GED Study Guide: Social Studies-Focused

Getting ready to take the GED Social Studies subject test? Knowing what to expect on the exam and mastering the skills you’ll need to succeed are the best ways to walk in with confidence on test day. Our GED study guide for the Social Studies test is here to help.

GED Social Studies Test Overview

Here’s a quick guide to the content and structure of the Social Studies test.

Content:

There are four main content areas of the GED Social Studies subject test: United States History, Civics and Government, Economics, and Geography and the World.
GED Study Guide Social Studies Topics- Magoosh

More specifically, the major topics for each content area are:

United States History:

  • Key historical documents that have shaped American history
  • European settlement and population of the Americas
  • Revolutionary and Early Republic periods
  • Civil War and Reconstruction
  • World Wars I and II
  • Civil Rights
  • The Cold War
  • American foreign policy since 9/11

 
Civics and Government:

  • Types of modern and historical governments
  • Principles that have contributed to the development of American constitutional democracy (natural rights, popular sovereignty, constitutionalism, majority rule and minority rights, checks and balances, separation of powers, rule of law, federalism)
  • Structure and design of the U.S. government
  • Individual rights and civic responsibilities
  • Political parties, campaigns, and elections in American politics
  • Contemporary public policy

 
Economics:

  • Key economic events that have shaped American government and policies
  • Relationships between political and economic freedoms
  • Fundamental economic concepts (markets, incentives, monopoly, competition, labor and capital, opportunity cost, profit, entrepreneurship, comparative advantage, specialization, productivity, interdependence)
  • Microeconomics and macroeconomics (supply and demand, price, choice, institutions, fiscal and monetary policy, investment, government and market failures, inflation/deflation, GDP, unemployment, tariffs)
  • Consumer economics (credit, savings and banking)
  • Economic causes and impacts of wars
  • Economic drivers of exploration and colonization
  • Scientific and Industrial Revolutions

 
Geography and the World:

  • Development of classical civilizations
  • Relationships between the environment and societal development
  • Borders between people and nations
  • Human migration

Structure

Time:

70 minutes

Scoring:

There are 30 available raw points on the GED Social Studies test.

Your raw score out of 30 is converted to a scaled score out of 200 points. You need a scaled score of 145 out of 200 points to pass (this is the same as all the other subject tests). Learn more about GED scoring.

Question Types:

  • Multiple choice
  • Fill in the blank
  • Drop down
  • Hot Spot
  • Drag and drop

Use What You’re Given

The GED Social Studies test is entirely document-based.

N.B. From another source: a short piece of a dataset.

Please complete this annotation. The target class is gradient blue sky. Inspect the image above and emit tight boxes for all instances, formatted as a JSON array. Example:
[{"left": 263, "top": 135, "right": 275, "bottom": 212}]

That means that every question (or set of a few questions) is based on some sort of stimulus. Examples of these documents include:

  • Texts (primary or secondary source)
  • Graphs, charts, or tables
  • Photographs or illustrations
  • Maps
  • Political cartoons

These documents are a gift— use them! Even if you don’t remember anything about a topic at all, the document will give you most (if not all) of the information you need to answer the question. Read thoroughly and carefully to pull out every available bit of information you can.

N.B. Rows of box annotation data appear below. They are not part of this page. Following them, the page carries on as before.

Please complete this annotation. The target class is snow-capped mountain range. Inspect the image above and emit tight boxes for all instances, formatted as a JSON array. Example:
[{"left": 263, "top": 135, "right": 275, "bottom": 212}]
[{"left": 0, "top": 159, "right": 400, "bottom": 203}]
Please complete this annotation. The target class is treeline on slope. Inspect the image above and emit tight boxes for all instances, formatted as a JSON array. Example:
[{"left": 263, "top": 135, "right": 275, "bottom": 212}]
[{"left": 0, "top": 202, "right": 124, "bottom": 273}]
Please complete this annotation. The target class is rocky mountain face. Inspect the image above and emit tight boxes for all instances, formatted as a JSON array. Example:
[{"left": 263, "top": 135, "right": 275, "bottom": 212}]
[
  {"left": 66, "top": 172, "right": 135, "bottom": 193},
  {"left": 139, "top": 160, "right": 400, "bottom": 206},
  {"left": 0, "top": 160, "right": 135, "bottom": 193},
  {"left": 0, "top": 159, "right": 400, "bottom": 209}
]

When taking the test, be sure to read the document first before the question(s). This helps you to focus on really understanding what’s in the document. instead of just skimming through looking for the answer to a question, which makes you more likely to get it wrong.

Focus on Skills

The Social Studies test is more of a skills test than a knowledge test. The test makers are not looking to see if you’ve memorized a bunch of dates. Instead, they’re looking to see if you have key skills that will help you in your academic and career future.

These skills include:

  • Determining the main idea or argument in a text
  • Analyzing an author’s purpose and point of view
  • Placing a document within its proper context
  • Pulling information from a graphic source
  • Analyzing data
  • Drawing logical conclusions
  • Evaluating reasoning and the use of evidence
  • Comparing and contrasting
  • Understanding cause and effect
  • Applying basic math skills to social studies scenarios

 
Many of these skills are transferable ones from other subject areas, especially English and math. Use what you’ve learned studying for the other GED subject tests to help you on the Social Studies exam.

  • Draw on the reading comprehension skills you need for Reasoning Through Language Arts to read, understand, and analyze text-based sources. Need help brushing up your reading skills? Check out this post for some tips.
  • The writing section of the Reasoning Through Language Arts test also requires skills that will transfer well here. No, there’s NO writing on the Social Studies test, but some of the other skills do apply. On the RLA writing section, you’re asked to read and analyze arguments. You’ll need to do the same thing for the Social Studies test, albeit in a multiple choice format rather than an essay.
  • Important data analysis skills that you use in math will come in handy on the Social Studies test when you’re asked to interpret a graph, chart, or table. Need practice with these skills? Check out this post that is helpful for math, social studies, and science alike.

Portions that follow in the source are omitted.